After nearly 18 months of haggling with local councils and regional governors, fighting with them over the pace of privatisation, tax rates, access to natural resources and countless other issues, Mr Yeltsin has decided to get tough. He is going after both governors and councils.

Some of Mr Yeltsin's opponents in the regions see the bloodshed in Moscow as deliberately planned to allow a sweeping purge of his opponents in the regions. 'It was all done to repress the centres of resistance, the cruelty was a show, it was a kind of a deterrent,' said Ivan Fedoseev, a hardline deputy from Irkutsk who took refuge yesterday in the offices of Pravda newspaper to commiserate with like-minded conservatives about their rout. 'They wanted to show they were ready for anything.'

He exaggerates. The tide, though, has turned. But as in August 1991, when Mr Yeltsin had a mandate for radical change after defeating the hardline putsch only to squander much of it by going on holiday, it could quickly turn back. Mr Yeltsin seems determined not to make the same mistake, particularly in the regions, where the local elite, though nominally elected, is usually merely the Communist Party under a different name.

Councils - or Soviets - are miniature replicas of the Moscow parliament, the Supreme Soviet, dissolved by Mr Yeltsin on 21 September and bombarded into submission by tanks on Monday, only more conservative in many cases. Likely to be more forward-looking is the governor, sometimes elected but sometimes simply appointed by local bureaucrats and then confirmed by the Kremlin.

Mr Muhka is a prime example of how the old apparat hangs on. He used to be Novosibirsk's Communist Party secretary. After the 1991 putsch he metamorphosed into a stern defender of parliamentary democracy and a strong opponent of radical economic reform. It was at his instigation that Novosibirsk voted to temporarily suspend privatisation auctions in the region.

He feted Ruslan Khasbulatov, the chairman of the Supreme Soviet, receiving him in Novosibirsk last winter with a lavish reception befitting the most extravagant Brezhnev baron. And when Mr Yeltsin tried to sack him in March he turned to Mr Khasbulatov. He flew to Moscow to canvass and win support. Mr Yeltsin, confronting an impeachment vote in the full parliament, the Congress of People's Deputies, backed down.

This time everything was different. After two weeks of frenetic political activity, with meetings in Moscow and Siberia, Mr Mukha was yesterday incommunicado.
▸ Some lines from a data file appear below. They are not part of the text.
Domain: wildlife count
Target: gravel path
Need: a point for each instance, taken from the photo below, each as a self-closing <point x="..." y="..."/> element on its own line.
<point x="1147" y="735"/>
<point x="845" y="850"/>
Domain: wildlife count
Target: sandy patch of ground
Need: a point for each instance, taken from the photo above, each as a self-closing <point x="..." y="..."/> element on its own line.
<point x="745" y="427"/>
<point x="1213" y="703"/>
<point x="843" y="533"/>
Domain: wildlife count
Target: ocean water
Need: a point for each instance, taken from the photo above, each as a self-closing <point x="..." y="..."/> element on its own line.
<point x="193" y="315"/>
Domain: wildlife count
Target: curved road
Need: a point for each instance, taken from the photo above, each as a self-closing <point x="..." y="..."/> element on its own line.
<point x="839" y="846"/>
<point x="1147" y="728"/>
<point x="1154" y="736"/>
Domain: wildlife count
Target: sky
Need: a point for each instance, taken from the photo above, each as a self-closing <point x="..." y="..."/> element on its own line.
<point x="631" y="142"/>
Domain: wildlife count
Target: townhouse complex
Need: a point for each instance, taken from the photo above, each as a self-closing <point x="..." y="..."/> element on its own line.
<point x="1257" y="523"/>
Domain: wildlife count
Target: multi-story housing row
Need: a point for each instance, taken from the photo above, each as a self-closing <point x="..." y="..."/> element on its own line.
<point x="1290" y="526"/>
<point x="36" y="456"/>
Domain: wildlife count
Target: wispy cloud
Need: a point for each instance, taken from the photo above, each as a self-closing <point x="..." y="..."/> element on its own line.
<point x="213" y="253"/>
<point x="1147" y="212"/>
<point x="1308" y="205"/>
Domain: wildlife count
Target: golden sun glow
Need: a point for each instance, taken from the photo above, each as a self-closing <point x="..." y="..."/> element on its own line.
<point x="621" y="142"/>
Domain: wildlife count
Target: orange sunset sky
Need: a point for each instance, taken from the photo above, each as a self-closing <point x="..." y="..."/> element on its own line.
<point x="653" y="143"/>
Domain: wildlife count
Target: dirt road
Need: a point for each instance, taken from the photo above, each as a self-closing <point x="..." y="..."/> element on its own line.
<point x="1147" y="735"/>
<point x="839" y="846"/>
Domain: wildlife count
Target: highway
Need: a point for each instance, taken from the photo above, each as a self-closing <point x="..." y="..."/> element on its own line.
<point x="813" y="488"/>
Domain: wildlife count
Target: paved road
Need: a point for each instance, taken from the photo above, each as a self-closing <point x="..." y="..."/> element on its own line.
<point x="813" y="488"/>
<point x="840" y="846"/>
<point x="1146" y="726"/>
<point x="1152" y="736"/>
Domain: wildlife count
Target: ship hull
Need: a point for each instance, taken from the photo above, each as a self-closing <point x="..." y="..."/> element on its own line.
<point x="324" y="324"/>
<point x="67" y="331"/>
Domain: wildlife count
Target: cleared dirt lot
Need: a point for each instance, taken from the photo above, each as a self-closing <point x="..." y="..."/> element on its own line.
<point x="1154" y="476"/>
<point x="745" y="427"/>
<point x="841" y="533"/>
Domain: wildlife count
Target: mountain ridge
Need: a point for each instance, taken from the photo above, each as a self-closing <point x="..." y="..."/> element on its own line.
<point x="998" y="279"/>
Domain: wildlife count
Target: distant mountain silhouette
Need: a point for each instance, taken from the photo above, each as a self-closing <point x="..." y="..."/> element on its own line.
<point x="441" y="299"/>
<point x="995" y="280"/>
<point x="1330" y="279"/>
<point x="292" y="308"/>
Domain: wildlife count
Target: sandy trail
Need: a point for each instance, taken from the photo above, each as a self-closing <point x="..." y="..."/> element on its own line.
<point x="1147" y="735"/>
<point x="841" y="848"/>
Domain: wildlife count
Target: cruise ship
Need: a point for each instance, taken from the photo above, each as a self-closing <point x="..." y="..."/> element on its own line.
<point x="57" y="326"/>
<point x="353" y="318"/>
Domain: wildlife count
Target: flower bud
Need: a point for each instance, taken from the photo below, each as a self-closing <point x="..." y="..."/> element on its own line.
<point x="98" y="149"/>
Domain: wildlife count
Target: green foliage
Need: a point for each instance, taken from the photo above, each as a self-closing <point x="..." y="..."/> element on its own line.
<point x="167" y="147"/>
An aide said he had checked into hospital. The timely illness is a well- established feature of Communist Party etiquette in times of political stress. Before taking to his hospital bed, though, he gave an interview to a local television reporter, stressing that Novisibirsk had always and would continue to obey orders. He is cowed.

The mutiny, for the time being, is over. Mr Mukha was one of the first to condemn the dissolution of parliament. He moderated this stand as it became clear Mr Yeltsin might win but played a leading role in rallying leaders from across Siberia. Last Tuesday, at a meeting in Novosibirsk, 14 Siberian bosses voted to send an ultimatum to the Prime Minister, Viktor Chernomyrdin, in Moscow. It threatened that unless Mr Yeltsin lifted the blockade on parliament, the trans-Siberian railway, the main transport link between the European and Far Eastern portions of Russia, would be cut.

Such steps, and the establishment of a plethora of regional bodies by increasingly assertive local politicians, helped convince Mr Yeltsin of the need to crush parliament's defiant mutiny in Moscow.